Currently, only the feature_store scans data from Kuzu’s disk-based storage. For graph_store, our current implementation stores the entire graph topology in COO format in memory. This does limit how much you can scale, but in many models trained on large graphs, features take up more space than the graph topology, so scaling node features out of memory should still allow you to scale to very lage graphs that won’t fit in your RAM.
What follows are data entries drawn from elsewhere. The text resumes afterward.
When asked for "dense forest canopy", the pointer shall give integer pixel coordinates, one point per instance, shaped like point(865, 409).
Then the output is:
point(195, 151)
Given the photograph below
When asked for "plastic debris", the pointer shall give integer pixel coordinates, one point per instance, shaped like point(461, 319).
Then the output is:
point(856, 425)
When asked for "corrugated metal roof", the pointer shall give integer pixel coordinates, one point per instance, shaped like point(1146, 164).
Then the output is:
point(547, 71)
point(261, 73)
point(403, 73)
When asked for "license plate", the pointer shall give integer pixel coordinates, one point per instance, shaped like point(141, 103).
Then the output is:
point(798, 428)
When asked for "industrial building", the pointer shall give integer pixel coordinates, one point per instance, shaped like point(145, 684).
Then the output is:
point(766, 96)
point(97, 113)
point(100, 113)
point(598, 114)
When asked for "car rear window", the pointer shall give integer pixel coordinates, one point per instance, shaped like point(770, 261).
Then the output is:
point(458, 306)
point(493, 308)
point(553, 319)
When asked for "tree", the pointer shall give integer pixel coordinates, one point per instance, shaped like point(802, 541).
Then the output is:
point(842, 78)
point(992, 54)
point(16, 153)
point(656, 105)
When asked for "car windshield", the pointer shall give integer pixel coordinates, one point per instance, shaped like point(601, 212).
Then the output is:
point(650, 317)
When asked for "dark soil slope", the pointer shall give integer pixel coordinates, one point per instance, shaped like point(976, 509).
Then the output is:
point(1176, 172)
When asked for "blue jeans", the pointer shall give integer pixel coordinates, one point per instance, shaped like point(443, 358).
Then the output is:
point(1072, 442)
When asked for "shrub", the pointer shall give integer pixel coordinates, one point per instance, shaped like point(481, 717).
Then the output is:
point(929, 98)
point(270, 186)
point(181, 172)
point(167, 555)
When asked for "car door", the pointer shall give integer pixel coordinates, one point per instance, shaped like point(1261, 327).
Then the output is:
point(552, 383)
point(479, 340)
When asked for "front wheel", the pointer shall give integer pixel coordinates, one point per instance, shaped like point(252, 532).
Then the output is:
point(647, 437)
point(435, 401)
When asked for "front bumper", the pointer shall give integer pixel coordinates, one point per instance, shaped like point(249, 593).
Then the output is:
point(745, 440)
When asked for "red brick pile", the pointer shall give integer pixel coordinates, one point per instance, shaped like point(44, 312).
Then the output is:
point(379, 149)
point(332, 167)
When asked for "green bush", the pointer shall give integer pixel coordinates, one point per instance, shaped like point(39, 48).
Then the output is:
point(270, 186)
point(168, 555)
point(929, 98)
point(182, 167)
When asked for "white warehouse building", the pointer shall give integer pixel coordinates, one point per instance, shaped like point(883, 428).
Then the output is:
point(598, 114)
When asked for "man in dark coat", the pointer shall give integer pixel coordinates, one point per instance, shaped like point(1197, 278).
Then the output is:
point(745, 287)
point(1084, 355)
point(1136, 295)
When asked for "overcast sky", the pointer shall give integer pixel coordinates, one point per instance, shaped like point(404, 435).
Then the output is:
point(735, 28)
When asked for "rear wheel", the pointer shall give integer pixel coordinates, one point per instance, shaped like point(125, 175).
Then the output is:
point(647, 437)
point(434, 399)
Adjusting Kuzu’s Buffer Pool Size

As with most DBMSs, Kuzu has a Buffer Manager that maintains a buffer pool to keep parts of the database in memory. When you use Kuzu, you decide how much memory to allocate to it. The more memory you give to Kuzu, the less I/O it will perform on scans. So, in the context of this post, the larger the buffer manager size you set, the faster your training time will be when training large graphs out of memory. You set Kuzu’s buffer pool size when you construct your Database object, before you call the get_torch_geometric_remote_backend() function. For example, the code below sets the BM size to 40 * 1024**3 bytes, which is equal to 40GB. You should set it as high as possible without running out of memory for performance reasons.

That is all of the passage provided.